Changmin had wondered then if anyone would be brave enough or stupid enough to take Sakabe’s declaration on faith. He wonders the same now. The whole of Yoshiwara, it seems, has come to witness his shame, and yet though they all talk of buying him, though they inflame one another with boasts of what they’d do to him, no one dares to cast down even the smallest, meanest coin.

Ten days of this will drive him witless.

The sun has warmed the earth at his feet. The stink of damp earth and effluent rises, spoiling the scent of sandalwood and aloes burned into his clothes. Behind him, through the tattered blue curtain, he hears one of the whores arguing with the auntie who runs this place. The sound is more disturbing than the mutterings of the crowd in front of him. Changmin closes his eyes. The crowd draws breath. Inside the house, the whore utters a scream and begins to sob.

His silks crumpling around him, Changmin slides from his seat onto his knees. The tiny silver bells on his hairpins chime. The crowd beyond the wooden bars takes a step closer, watching him avidly.

Changmin unwraps the koto from the silk. It’s expensive, in shades of dappled red to match her name. He rests his hands on her body, then makes slight adjustments to the ivory bridges supporting the twisted silken strings. The whore’s sobs continue unabated within the brothel. Changmin runs one hand the length of the thirteen strings. His vision blurs, the woman’s misery digging into him. He doesn’t have the jade picks he habitually uses when he plays, but no matter. Red Dappled Silk wants to sing, and he will obey.

He plucks a note, lets it slide, then adds another. It’s not a tune, he realises as he lets the music shiver, quiet at first and then with more force. The koto is mimicking the whore’s anger, but where that ended in tears, this builds to become something beautiful and powerful. It rolls through him, sweeter than orgasm, deeper than love, as endless as death. The music swells, embraces the sound of all instruments, and then it stops, sharp and sudden.

Changmin jerks out of the trance that had held him fast. His breaths are rapid, almost gasping. Sweat streaks his body beneath the silk. He feels dizzy, the world around him tilting. He looks up, trying to focus on the crowd, but the faces and figures blur. The silver bells chime again. He’s trembling. He curls his hands inside his sleeves, feeling the tenderness on the pads of his fingers where the strings bit into his skin.

The sun burns white. He stares right into its face then looks away, dazzled, dark spots dancing in front of his eyes. The crowd murmurs and shifts, and then someone is standing directly in front of him, protecting him from the glare, casting him into shadow.

Changmin blinks, still sun-blind. He sees a man, tall and handsome and with a smile that’s white and terrifying. Accustomed to the cosmetically-blackened teeth of courtesans and the tobacco-stained teeth of his clients, such whiteness is wrong. Like an animal’s teeth, small and sharp.

He scarcely has time to process the oddity of the stranger’s appearance, for a moment later a handful of gold ryo tumbles through the bars to lie glittering in the dirt.
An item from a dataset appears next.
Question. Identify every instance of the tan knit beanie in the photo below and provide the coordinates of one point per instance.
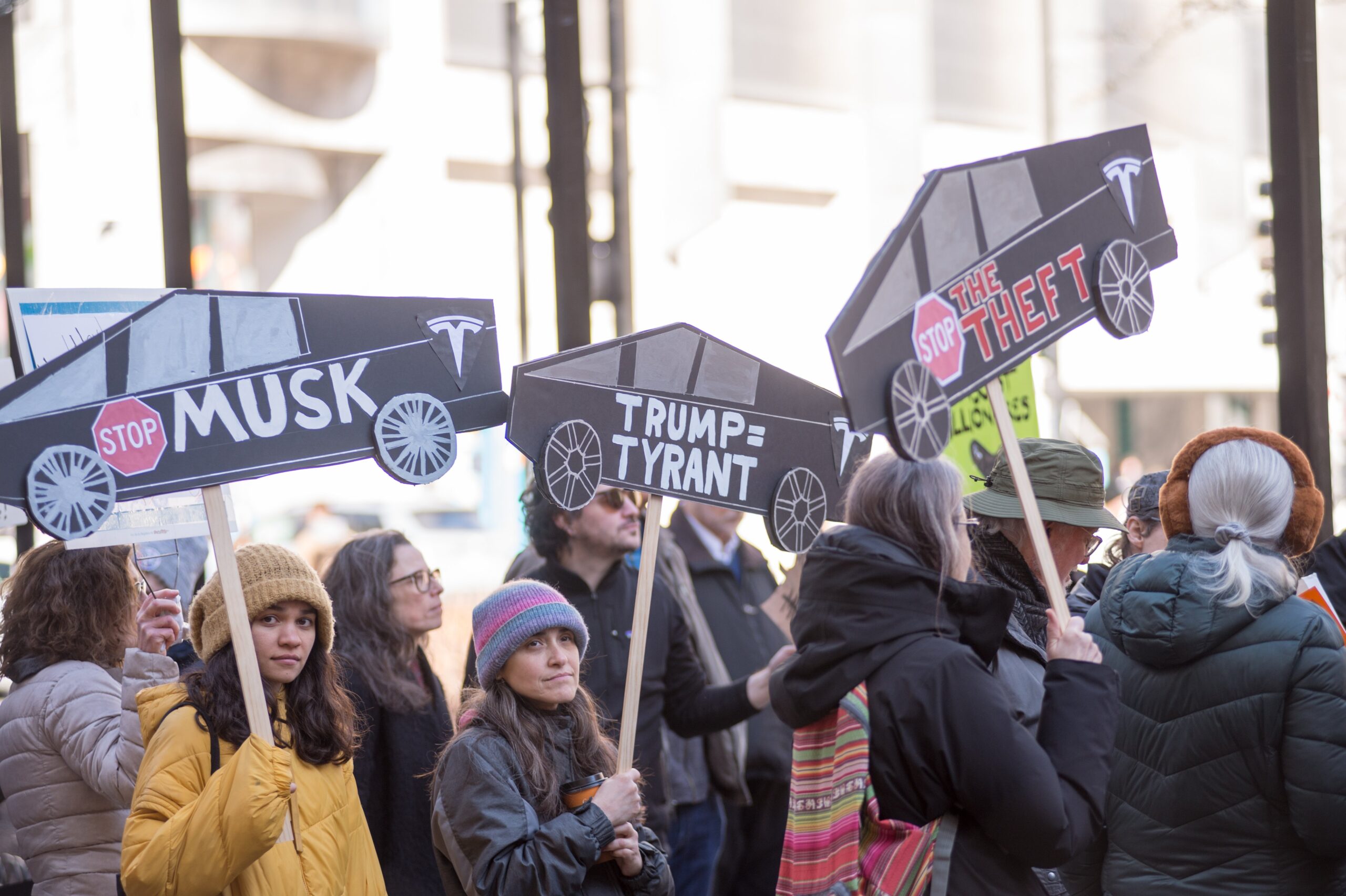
(270, 575)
There’s a collective gasp from the crowd, and then a long silence.

Changmin leans forward and picks up one of the coins. It’s warm in his hand.

“Hey.” A familiar voice makes Changmin look up again. Uemon the tofu-seller has wriggled through the press of people and is trying to make the acquaintance of the stranger, who gazes first at the koto and then at Changmin.

Uemon is persistent. “Hey, friend. You look like you’re new to the Five Streets. You probably don’t know how things are done around here.” His smile is ingratiating, his tone wheedling as he tugs on the stranger’s sleeve. “If you have gold to spend, you shouldn’t throw it into the mud.”

The stranger shakes off Uemon’s hand. “And yet the most beautiful flower grows from the mud.”

Changmin’s lips part. He’s glad of the thick layer of make-up covering his confusion.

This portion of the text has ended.